Migrating and Importing CSV files to MongoDB database in Spring Boot applications

In this blog, we will see how to integrate data migration into MongoDB database in Spring Boot applications. Also we will check how to import a CSV file into the DB. 

For completing this tutorial/blog, you need to have a basic understanding of the Spring Boot and MongoDb. Also you need to have Docker installed in your system because without installing the MongoDB database server in our system, we will use a MongoDB docker compose file to run the database. 

Let's first generate a simple Spring Boot application.

Initial Project Generation

Go to Spring Initializr then select Maven Project under Project section, Java in Language section, 2.6.6 in Spring Boot section. 

In the Project Metadata section, mention 

Group: com.morshed

Artifact: mongo-migration

Name: mongo-migration

Description: A simple spring boot project on data migration into MongoDB


In the dependencies section, add these dependencies:

  • Spring Web
  • Spring Data MongoDB
  • Lombok
  • Spring Boot DevTools
Then click on the Generate button for downloading the project.
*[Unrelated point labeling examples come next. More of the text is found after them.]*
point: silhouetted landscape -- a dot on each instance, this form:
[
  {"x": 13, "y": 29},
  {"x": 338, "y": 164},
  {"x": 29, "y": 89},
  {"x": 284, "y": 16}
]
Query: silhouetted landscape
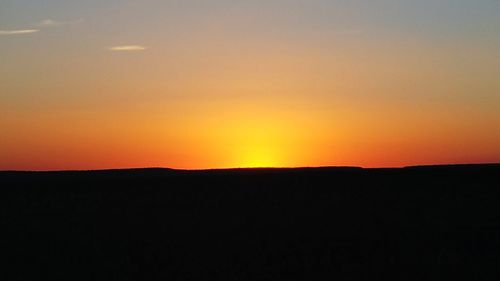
[{"x": 415, "y": 223}]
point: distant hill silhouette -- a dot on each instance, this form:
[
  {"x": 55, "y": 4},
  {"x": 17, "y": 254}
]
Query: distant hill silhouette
[{"x": 347, "y": 223}]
Extract the zip file and open the project in your favorite IDE.




MongoDB Docker Compose File

Create a folder named docker under src/main, so the updated directory structure is src/main/docker. Then create a file named mongodb.yml in the folder. Add the following snippets in the file. 

version: '2'
services:
  morshed-mongodb:
    image: mongo:4.2.7
    ports:
      - '27022:27017'
    volumes:
      - ~/volumes/jhipster/morshed/mongodb/:/data/db/

Here, MongoDb database will run in port 27017 in the docker container, but we are exposing the in our host maching at port 27022. 

To run the compose file, go to the directory in a terminal (in the mongodb.yml file location) and then run the following command to start the database.
docker-compose mongodb.yml up
Now our database is up and running. Next we are going to configure the mongodb database in the project.

Configure MongoDB database

Add the following properties in application.properties file. 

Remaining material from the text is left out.